東北大学公共政策    

2025 WSC 活動報告 第三弾(韓国での海外調査)

2025年度のワークショップCでは「ジェンダー・ギャップに挑む」をテーマに政策研究に取り組んでいます。今回は、11月に行った韓国での海外調査についてレポートします。

日本と韓国は、女性が出産や育児を機に一時的に離職する「M字カーブ」や家父長制的な文化など、ジェンダー問題について共通する課題を抱えています。一方で、韓国では、選挙の際に候補者のうち女性を一定以上割り当てる「クオータ制導入」や、世界的に高まりをみせた「MeToo運動」の展開などを通じて、ジェンダー政策が進展し、世界経済フォーラムの発表するジェンダー・ギャップ指数でも日本を上回る順位となっています。こうした取組みを学ぶため、韓国での海外調査を実施いたしました。

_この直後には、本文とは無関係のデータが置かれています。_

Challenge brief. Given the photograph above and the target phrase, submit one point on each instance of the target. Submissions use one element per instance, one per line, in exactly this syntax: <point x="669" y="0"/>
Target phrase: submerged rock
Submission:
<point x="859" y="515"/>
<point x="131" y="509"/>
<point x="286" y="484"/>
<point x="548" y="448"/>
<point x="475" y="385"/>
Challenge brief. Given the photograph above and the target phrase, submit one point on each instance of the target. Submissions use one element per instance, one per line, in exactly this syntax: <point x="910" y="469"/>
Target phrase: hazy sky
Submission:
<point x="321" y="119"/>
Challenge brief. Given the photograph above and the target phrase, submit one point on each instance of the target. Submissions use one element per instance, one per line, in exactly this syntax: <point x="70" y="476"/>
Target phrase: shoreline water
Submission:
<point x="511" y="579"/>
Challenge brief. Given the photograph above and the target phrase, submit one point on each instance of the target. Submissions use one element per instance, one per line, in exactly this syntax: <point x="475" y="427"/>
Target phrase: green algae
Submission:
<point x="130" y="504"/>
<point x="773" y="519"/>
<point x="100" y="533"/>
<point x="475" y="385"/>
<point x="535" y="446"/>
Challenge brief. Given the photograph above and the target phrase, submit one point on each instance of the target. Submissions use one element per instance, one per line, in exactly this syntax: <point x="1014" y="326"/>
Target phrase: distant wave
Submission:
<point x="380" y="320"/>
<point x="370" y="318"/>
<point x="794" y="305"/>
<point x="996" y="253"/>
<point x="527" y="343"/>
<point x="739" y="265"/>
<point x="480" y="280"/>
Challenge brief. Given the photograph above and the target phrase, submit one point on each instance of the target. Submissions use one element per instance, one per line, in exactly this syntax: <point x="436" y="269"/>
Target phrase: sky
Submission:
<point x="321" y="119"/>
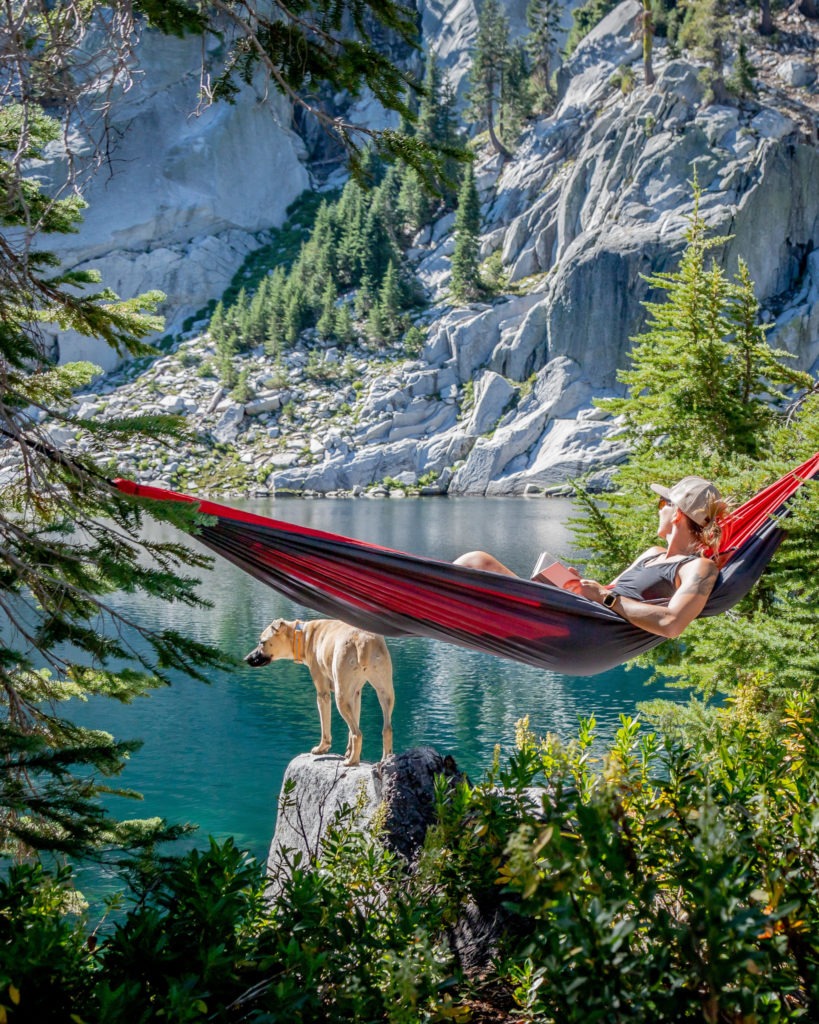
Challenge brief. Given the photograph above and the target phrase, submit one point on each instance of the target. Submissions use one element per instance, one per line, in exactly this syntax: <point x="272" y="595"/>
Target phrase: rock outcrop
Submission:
<point x="398" y="790"/>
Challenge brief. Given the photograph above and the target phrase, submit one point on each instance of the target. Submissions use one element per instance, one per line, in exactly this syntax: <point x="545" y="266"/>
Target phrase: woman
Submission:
<point x="679" y="574"/>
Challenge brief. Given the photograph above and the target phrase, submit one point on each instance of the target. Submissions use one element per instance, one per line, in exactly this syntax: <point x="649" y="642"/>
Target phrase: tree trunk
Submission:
<point x="498" y="145"/>
<point x="648" y="43"/>
<point x="766" y="19"/>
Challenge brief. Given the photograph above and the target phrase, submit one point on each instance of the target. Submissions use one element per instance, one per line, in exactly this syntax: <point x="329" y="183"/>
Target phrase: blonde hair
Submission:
<point x="708" y="535"/>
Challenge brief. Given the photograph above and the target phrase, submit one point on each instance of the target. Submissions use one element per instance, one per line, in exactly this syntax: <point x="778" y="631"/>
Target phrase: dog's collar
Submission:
<point x="298" y="641"/>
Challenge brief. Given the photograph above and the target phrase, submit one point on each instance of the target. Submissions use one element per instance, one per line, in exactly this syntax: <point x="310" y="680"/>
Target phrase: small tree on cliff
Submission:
<point x="489" y="66"/>
<point x="705" y="31"/>
<point x="543" y="17"/>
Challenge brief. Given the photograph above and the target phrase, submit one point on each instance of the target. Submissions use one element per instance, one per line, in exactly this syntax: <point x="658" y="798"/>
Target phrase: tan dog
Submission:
<point x="341" y="659"/>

11月4日には国会を訪問し、元女性家族部長官のキム・ヒジョン議員からお話を伺いました。議員からは、女性の出産・育児によるキャリア中断を防ぐ取組みや、核家族化が進む中、地域コミュニティ単位で子育てを支援したいという方針についてご説明いただきました。韓国における今後の政策について、理解を深める機会となりました。

キム・ヒジョン議員室でのセッションの様子


国会議事堂前での記念写真

11月5日には在大韓民国日本国大使館を訪問し、今回のヒアリング調査にご尽力くださった職員の皆様にお礼申し上げるとともに、お話を伺いました。大使館の業務内容や日韓関係について直接ご説明いただく、大変貴重な機会となりました。


大使館職員の方々との記念写真

午後は大韓民国歴史博物館にて、日本語ガイドの方から様々な歴史を説明していただきました。説明をお聞きしながら、韓国の歴史の中で人々が抱えてきた多様な思いを受け止めました。また館内の屋上からは景福宮(キョンボックン)が見え、長い歴史をより身近に感じることができました。

大韓民国歴史博物館の屋上から景福宮を望む

11月6日は、まず、午前中に韓国女性団体協議会を訪問し、ホ・ミョン会長からお話を伺いました。特に印象的だったのは、女性団体の草の根的な活動が組織化され、政策提言へと結びついている点です。クオータ制の実現も、まさにこうした取組みの成果の一つです。

韓国女性団体協議会でのセッションの様子

午後には両性平等教育振興院と性平等家族部(本年10月に旧女性家族部から再編され発足)を訪問しました。両性平等教育振興院では、韓国において全ての公務員に対してジェンダー平等教育を義務化していること、教育内容にはデジタル性暴力やデートDVといった現代的な課題も含まれていることなどを伺いました。セッションの中では、日本の現状や取組みについてのプレゼンテーションも行いました。また、性平等家族部のチョ・ミンキョン男女平等政策局長からは、韓国には「家族フレンドリー認証制度」があり、その制度を通じて企業文化や職場風土の改善を促していることを紹介していただきました。日本にも同様の認定制度はありますが、韓国のこうした認証制度は、より強い影響力を持っている印象を受けました。


両性平等教育振興院でのセッションの様子


性平等家族部でのセッションの様子

11月7日には、韓国女性記者協会に所属するメディア関係者の方からお話を伺い、さまざまな角度から韓国のジェンダー・ギャップについて学ぶことができました。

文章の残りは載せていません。